I have been looking over Browning's2 last volume this morning—"Asolando."3 I like it—it is good stuff. After W.W. he is the "Grand Optimist": That is to say (in one very important respect) the Grand Man.
Still no winter and I have about given up all idea of getting ice from our own waters here—it is a remarkable season—as "Tennesee's Partner"4 says "I disremember anything like it." The amount of sickness and the number of deaths have been unprecedented. I guess however we are over the worst of it.
I have just had dinner and am going out to the chapel (in five minutes) to attend Catholic service—
Affectionately R M Bucke loc_es.00722.jpg loc_es.00719.jpg loc_es.00720.jpgCorrespondent:
Richard Maurice Bucke (1837–1902) was a
Canadian physician and psychiatrist who grew close to Whitman after reading Leaves of Grass in 1867 (and later memorizing it) and
meeting the poet in Camden a decade later. Even before meeting Whitman, Bucke
claimed in 1872 that a reading of Leaves of Grass led him
to experience "cosmic consciousness" and an overwhelming sense of epiphany.
Bucke became the poet's first biographer with Walt
Whitman (Philadelphia: David McKay, 1883), and he later served as one
of his medical advisors and literary executors.

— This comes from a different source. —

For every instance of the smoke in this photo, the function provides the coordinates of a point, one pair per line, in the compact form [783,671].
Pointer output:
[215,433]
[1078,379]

For more on the relationship of
Bucke and Whitman, see Howard Nelson, "Bucke, Richard Maurice," Walt Whitman: An
Encyclopedia, ed. J.R. LeMaster and Donald D. Kummings (New York:
Garland Publishing, 1998).
Asolando (1889) is collection of Browning's last poems. Bucke had long been a reader of Browning, and at one time he had even thought of writing on the poet. Bucke had acquired The Ring and the Book (1868–69) as it came out in parts. On February 19, 1869, he wrote Harry Buxton Forman:
"I have been so excessively busy this year . . . that I have not yet read Browning's new poem, that is the parts of it that I have viz. I. & II. and I do not think I shall read it at all now except an occasional dip into it until I get the rest of it—I know from what I have seen of it that it is a great work" (For this letter, see the collection at the D. B. Weldon Library, University of Western Ontario, London, Ontario). Gradually, Bucke became involved in the work (see letters to H.B. Forman of May 16, 1869 and April 1–13, 1870), and on August 9, 1870, he wrote Harry Buxton Forman: "I shall probably have a go at the 'Ring and Book.' Also shall perhaps find time to elaborate my theory as to the guilt of Pamphilia of which I am firmly persuaded. Mind you, in speaking of this matter I take for granted that everything that Browning says about her is the exact truth and that this is all we do or can know about her. Browning himself, according to my hypothesis, may or may not think her guilty. He is merely a faithful reporter of the evidence in the case and can only have an opinion about it just like anybody else. I consider it a mighty pretty subject for an essay and feel greatly tempted at times to try and get up something rather effective on the subject" (For this letter, see the collection at the D. B. Weldon Library, University of Western Ontario, London, Ontario).